How can I navigate in the fear and anger of this political moment? | Mental health

How can I navigate in the fear, anger and uncertainty of this political moment?
Eleanor says: A long and distinct tradition in philosophical thought on emotions and politics, from Aristotle TO Henry David Thoreau and up to Amia Srinivasan AND Myisha CherryHe asks exactly this question. Anger and fear are really unnerving. How can we ensure that we are not completely flattened and exhausted by these feelings when we also know that they are totally reasonable?
I have never known the answer. I don’t know how to say the difference between comfort as balm and comfort as anesthetic.
When I was in kindness, I had to be dragged away by a memory thing at school in Flood of Lacurine, hicupup and unable to develop the number of deaths in war. Well as a child – Death is frightening. But see something similar even in adulthood: “Turn off the TV, I can’t stand it”. I worry that there is something self -indulgent in this, as if we are not suffering things about the news should still be spared on the pain of listening to them.
But I also know, so well, that an orange and burning “pad witness” can burn your mental health and exhaust your ability to help.

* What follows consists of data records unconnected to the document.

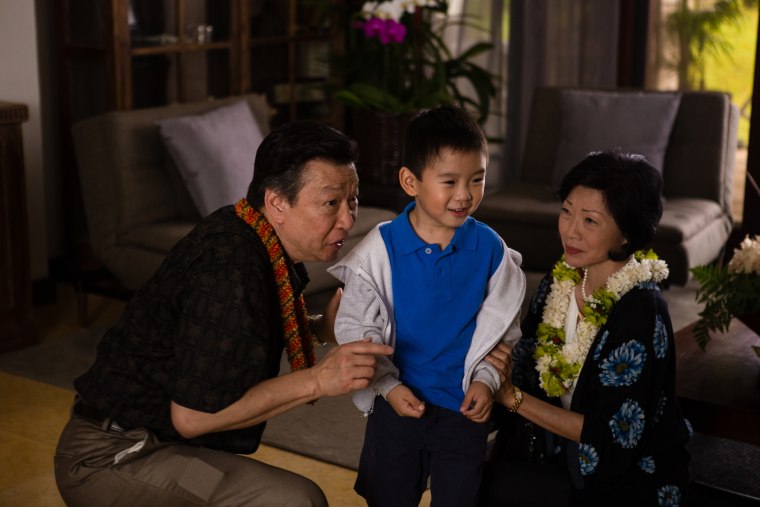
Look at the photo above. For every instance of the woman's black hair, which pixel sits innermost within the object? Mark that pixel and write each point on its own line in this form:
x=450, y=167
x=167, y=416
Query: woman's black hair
x=632, y=191
x=284, y=153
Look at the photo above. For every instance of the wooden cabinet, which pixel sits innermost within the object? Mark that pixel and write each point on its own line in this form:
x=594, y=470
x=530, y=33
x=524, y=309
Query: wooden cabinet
x=16, y=328
x=129, y=54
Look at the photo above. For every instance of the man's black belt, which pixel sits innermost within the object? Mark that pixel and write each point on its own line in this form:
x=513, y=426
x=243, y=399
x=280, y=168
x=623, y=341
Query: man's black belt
x=89, y=412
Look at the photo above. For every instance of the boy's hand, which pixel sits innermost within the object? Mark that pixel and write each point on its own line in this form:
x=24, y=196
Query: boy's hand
x=477, y=402
x=405, y=403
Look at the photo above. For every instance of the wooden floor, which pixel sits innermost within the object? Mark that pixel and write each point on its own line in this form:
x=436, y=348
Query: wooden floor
x=34, y=413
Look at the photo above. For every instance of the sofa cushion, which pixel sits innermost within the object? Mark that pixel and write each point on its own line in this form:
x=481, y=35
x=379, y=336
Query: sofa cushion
x=214, y=153
x=595, y=121
x=684, y=218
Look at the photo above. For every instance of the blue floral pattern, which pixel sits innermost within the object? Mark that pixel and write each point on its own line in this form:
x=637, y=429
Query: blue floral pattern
x=588, y=459
x=660, y=338
x=600, y=345
x=661, y=404
x=668, y=496
x=627, y=424
x=647, y=464
x=624, y=364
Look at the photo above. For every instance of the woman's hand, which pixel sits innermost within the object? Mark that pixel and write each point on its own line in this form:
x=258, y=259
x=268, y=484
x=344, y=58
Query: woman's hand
x=501, y=358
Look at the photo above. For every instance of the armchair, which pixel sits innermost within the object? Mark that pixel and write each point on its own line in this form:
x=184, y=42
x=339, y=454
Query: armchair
x=137, y=209
x=697, y=168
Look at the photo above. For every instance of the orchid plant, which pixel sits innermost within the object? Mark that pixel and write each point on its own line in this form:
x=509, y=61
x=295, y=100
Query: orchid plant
x=397, y=61
x=728, y=291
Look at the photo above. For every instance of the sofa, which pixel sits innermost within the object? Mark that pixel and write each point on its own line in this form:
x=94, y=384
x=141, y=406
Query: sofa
x=136, y=204
x=690, y=136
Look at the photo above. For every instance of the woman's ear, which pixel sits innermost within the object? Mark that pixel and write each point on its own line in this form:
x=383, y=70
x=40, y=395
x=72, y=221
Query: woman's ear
x=408, y=181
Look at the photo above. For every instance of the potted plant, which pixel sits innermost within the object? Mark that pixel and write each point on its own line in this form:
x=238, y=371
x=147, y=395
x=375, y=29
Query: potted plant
x=729, y=291
x=396, y=63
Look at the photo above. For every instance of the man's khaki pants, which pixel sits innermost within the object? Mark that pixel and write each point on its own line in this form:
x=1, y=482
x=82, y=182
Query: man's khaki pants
x=95, y=467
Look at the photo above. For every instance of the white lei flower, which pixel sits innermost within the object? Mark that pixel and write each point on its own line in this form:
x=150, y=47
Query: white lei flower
x=559, y=361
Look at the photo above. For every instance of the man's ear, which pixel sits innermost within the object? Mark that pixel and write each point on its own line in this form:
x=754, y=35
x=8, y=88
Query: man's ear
x=275, y=205
x=408, y=181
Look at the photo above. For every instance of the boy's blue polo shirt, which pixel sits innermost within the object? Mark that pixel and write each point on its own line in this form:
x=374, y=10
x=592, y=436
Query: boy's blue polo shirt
x=436, y=298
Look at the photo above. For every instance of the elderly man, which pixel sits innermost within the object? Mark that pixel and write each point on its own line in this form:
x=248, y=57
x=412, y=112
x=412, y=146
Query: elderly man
x=185, y=381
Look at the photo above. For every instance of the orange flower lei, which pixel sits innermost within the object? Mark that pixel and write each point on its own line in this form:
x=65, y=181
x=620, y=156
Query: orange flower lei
x=295, y=324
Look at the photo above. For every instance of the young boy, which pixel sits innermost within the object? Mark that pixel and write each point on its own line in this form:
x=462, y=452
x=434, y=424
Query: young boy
x=443, y=289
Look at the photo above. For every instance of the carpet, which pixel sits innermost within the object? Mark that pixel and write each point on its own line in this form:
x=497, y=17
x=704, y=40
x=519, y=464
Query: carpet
x=331, y=430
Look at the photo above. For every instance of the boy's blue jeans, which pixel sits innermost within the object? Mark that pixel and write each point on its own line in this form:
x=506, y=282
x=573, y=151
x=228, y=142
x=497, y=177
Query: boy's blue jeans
x=400, y=453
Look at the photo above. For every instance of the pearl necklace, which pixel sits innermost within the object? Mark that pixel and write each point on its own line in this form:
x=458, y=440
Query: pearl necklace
x=559, y=361
x=583, y=284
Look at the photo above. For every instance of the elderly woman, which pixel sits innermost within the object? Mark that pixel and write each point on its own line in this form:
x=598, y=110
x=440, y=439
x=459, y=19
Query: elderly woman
x=597, y=421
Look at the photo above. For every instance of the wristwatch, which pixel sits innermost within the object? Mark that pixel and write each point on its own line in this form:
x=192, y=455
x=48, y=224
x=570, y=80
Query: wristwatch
x=518, y=399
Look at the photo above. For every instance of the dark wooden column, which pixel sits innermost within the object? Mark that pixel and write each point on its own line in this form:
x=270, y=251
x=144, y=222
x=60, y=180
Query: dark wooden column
x=751, y=220
x=16, y=328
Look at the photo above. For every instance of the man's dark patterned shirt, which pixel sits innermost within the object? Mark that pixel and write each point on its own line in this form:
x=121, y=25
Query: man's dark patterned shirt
x=203, y=330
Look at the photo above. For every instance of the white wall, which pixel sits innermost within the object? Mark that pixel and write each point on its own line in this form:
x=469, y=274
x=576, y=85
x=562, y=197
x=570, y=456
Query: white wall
x=19, y=83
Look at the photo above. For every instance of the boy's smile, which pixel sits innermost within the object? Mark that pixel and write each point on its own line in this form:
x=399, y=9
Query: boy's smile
x=449, y=191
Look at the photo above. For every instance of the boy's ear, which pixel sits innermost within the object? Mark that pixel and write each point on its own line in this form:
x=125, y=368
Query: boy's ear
x=408, y=181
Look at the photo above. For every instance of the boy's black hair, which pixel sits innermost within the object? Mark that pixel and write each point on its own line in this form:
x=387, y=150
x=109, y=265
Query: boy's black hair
x=283, y=154
x=432, y=131
x=632, y=191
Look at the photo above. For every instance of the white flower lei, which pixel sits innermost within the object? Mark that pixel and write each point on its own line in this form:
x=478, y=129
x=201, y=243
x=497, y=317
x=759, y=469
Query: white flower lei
x=559, y=361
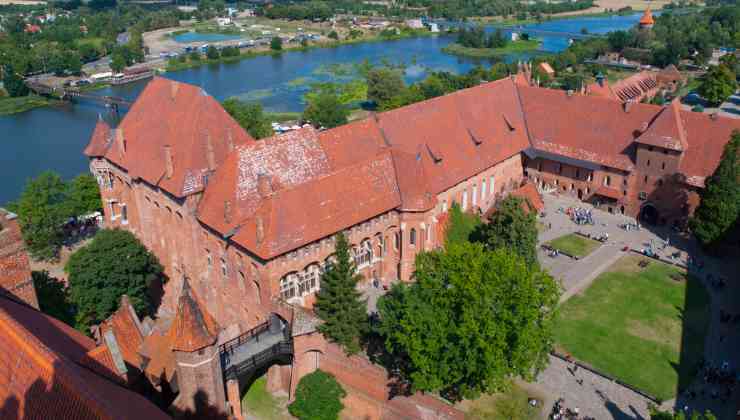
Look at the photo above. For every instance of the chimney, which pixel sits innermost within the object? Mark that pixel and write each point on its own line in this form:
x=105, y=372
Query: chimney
x=210, y=155
x=120, y=140
x=229, y=140
x=264, y=187
x=227, y=212
x=168, y=165
x=260, y=230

It can transform you nihilistic, suspicion, pessimistic and you are not help to anyone.
The problem is that we risk you between these two points: either hear it so much is unbearable or, as a self -otement, not feeling enough.
I don’t know exactly how to find the stable meaning. But maybe I can tell you what I’m trying.
First of all, I think it is worth distinguishing “I want to manage my feelings so that I can help and live well” and “I want to stop feeling like this because you feel bad”.
Political moments are not ultimately aggregations of feelings. The most urgent question we face together is not like managing how we feel. This is a means for an end. The question is how we can manage our feelings so that we can introduce ourselves in the ways we think we should, For other people, for the world we want. The reason to present yourself is not to make you feel better. You may very well feel worse. The greater your daily knowledge of various forms of encouraging power, the greater the personal risk for exposure, the worst you may feel. But if we are not doing things now, we are required to remain blocked between “overwhelming” and “head in the sand”.
I think it is worth investing in hope. Hope is compatible with a rather gloomy vision of how things really are. You can think that things are going very badly, and also that they will probably continue to go wrong, but still have the fire of hope.
Finally, I think it is worth trying to learn from the many intelligent and sensitive people who have lived dark things. Internet and social media are generally not good places for insights, but there is no shortage of books This can take their place. You can be selective with your time and attention: when you commit yourself to the material that induces despair, you can insist on the fact that it gives you an idea in return, not only bad feelings and quick content.
The point is not only to feel better necessarily, but to feel in ways that allow us to present ourselves in moments that count more.